Rest assured, though, you can avoid taxes and other potential penalties if you return the money before the window closes. Given the potential size of these temporary withdrawals, the size of the tax can be considerable.
“If a withdrawal is qualified under the rules of the CARES Act, it can be repaid to the 401(k) before three years,” says Ryan Shuchman, Partner of Cornerstone Financial Services in Southfield, Michigan. “Repayment avoids substantial income taxes that will otherwise apply. Say you withdraw and spend $100,000. If not repaid before year three, you now may face a tax bill of $20,000 or more.”
You might think tax avoidance is your primary concern, but there’s a bigger reason for you to repay any money you take out of your 401(k). Every minute that money is out of your retirement savings means another minute that money isn’t making more money for your retirement.

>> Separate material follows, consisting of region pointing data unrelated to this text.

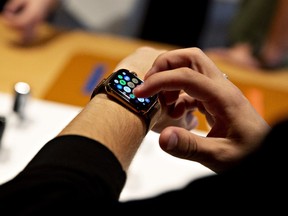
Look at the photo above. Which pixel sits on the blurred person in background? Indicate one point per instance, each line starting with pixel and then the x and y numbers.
pixel 258 35
pixel 25 15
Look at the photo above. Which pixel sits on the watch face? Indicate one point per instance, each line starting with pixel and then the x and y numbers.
pixel 122 83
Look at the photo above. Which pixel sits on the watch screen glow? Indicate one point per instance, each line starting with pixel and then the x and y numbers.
pixel 124 83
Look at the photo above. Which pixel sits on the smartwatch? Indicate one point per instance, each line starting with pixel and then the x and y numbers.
pixel 119 85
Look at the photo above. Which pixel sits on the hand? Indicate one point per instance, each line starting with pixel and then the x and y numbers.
pixel 25 15
pixel 236 127
pixel 140 62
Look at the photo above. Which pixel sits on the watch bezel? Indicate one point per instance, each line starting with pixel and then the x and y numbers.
pixel 121 97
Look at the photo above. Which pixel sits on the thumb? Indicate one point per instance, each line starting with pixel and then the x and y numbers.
pixel 179 142
pixel 215 153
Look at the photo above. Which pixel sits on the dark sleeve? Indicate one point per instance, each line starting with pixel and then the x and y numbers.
pixel 70 174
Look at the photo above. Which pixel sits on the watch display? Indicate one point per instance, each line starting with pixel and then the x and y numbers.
pixel 122 83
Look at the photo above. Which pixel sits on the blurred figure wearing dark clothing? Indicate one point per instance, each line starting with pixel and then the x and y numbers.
pixel 175 23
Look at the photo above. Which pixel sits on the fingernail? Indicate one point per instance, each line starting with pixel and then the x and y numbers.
pixel 172 141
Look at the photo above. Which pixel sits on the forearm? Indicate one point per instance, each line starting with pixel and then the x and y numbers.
pixel 113 125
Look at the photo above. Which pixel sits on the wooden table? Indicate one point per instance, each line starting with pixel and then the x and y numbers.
pixel 61 66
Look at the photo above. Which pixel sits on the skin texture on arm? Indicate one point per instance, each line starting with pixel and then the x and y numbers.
pixel 236 127
pixel 116 127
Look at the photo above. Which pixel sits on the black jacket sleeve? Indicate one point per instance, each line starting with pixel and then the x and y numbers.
pixel 70 174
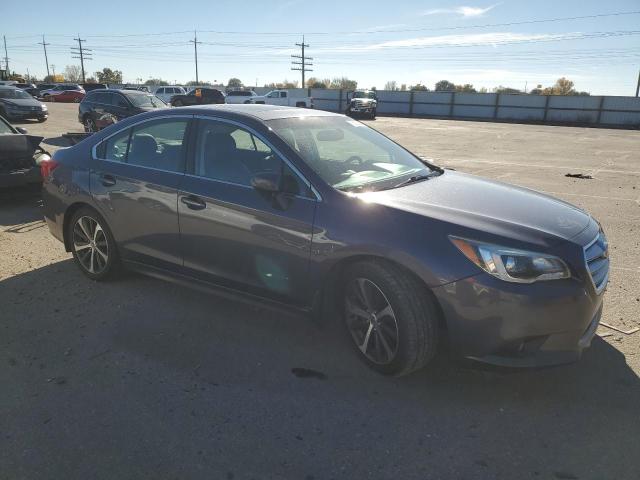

“Lower balances mean less capital to produce income in retirement,” says Dr. Guy Baker, Founder of Wealth Teams Alliance in Irvine, California. “It would be great to be able to repay the withdrawals, but it is unlikely many will be able to afford to do so. The better way is to increase or at least maintain the current level of savings.”
The problem with failure to repay any 401(k) has repercussions beyond whether it is a CARES Act withdrawal or not.
“According to Deloitte, a typical 401(k) borrower who defaults on a 401(k) loan loses $300,000 of financial security at retirement because of taxes, penalties and foregone returns on their investment,” says Pam Krueger, Founder and CEO of Wealthramp in Tiburon, California. “Those who take hardship withdrawals and don’t replace that money lose out on all the compounded tax deferred growth benefits they’d realize over the decades which could easily be the biggest driver of their future wealth.”
In the end, you have two compelling reasons to repay your CARES Act withdrawal as soon as possible. Without doing so, “you will have to pay taxes plus you will lose the future benefit of compound investment gains,” says Melody Juge, Senior Partner and Founder at Life Income Management in Western North Carolina.
Don’t allow the spirit of good intentions to pave your road to a retirement that will be short of funds.